If any condition fails, do not make a slash command — make a script or a snippet instead.

Canonical commands

CommandPurposeArgs
/goal \<condition\>Set a session goal + stop hookthe success condition
/loop [\<interval\>] \<prompt\>Recurring or self-paced runsinterval (optional), command body
/review [\<pr#\>]Multi-agent PR reviewPR number; defaults to current branch
/clearReset session context cleanlynone
/plan \<task\>Spawn plan sub-agent on the tasktask description
/shipRun the release-gate checklistnone
/sanityRun cross-cutting audit, surface driftnone

Project-specific commands go on top. Examples worth defining:

  • /issue-from-bug "\<description\>" — files a structured bug report from a one-line description.
  • /promote-rfc \<rfc#\> — promotes an accepted RFC to an ADR.
  • /tombstone \<doc-path\> — adds a tombstone block to a retired doc.

Body discipline

The body is a prompt. It should:

  1. State the goal in imperative voice. "Open a PR with…" not "I would like to open…".
  2. List the steps explicitly. Number them. Each step is one action.
  3. Name verification points. "Verify gates green before merging" — explicit, not implied.
  4. Require confirmation for side-effects. "Confirm with user before pushing."
  5. State the exit condition. "Done when the PR is merged and the branch is deleted."

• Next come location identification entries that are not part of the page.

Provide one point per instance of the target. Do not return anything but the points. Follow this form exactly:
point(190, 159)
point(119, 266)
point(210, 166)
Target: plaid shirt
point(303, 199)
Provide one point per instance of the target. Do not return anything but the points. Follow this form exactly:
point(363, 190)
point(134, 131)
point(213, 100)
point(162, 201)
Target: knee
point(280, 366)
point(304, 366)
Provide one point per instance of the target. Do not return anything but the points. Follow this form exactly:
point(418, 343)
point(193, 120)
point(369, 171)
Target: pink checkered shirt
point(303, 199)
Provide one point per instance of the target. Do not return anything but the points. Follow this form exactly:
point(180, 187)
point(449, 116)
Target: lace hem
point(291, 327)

Anti-pattern: a body that says "do the right thing". The slash command exists because "the right thing" was being done inconsistently.

Side-effect confirmation

Commands that mutate outside the local checkout — push, merge, deploy, file an issue on someone else's behalf, send a Slack message — require explicit confirmation in the body:

Before running `gh pr merge --admin`, summarize the diff to the user and wait
for an explicit "yes, merge" reply. Do not merge based on prior approval in
a different context.

Reason: approval in one context does not extend to the next. A user who said "merge it" 30 minutes ago for a different PR is not approving this one.

Versioning

Slash command bodies are part of the repo (commit them; do not rely on per-user toolchain dotfiles for shared workflows). Changing a slash command body is a PR. Reviewers verify the change.

Common failure modes

  • Slash command does too much. /ship that bumps version, opens PR, merges, deploys, posts to Slack. One step fails; partial state. → One command = one well-scoped workflow.
  • Body relies on implicit context. "Use the standard PR template" — which one? → Inline the template or link explicitly.
  • No confirmation on side-effect. /deploy merges and pushes to prod without asking. → Confirmation in body.
  • Args parsed loosely. /loop with ambiguous interval; agent defaults to "every minute" and burns budget. → Strict arg parsing; default to safe (long interval).
  • Slash command not shared. Each agent has a different version in their dotfiles. → Commit shared commands to the repo.

Loop discipline

/loop deserves special care. It is the command that most often goes wrong:

  • Pick the right interval. Burning the prompt cache every 30s costs more than every 20 minutes; the prompt cache TTL is short.
  • Default to long fallbacks. If the loop is waiting on external state, the wake-up should be tied to that state, not a fixed timer.
  • Have a clear exit. A loop with no exit will run until budget runs out.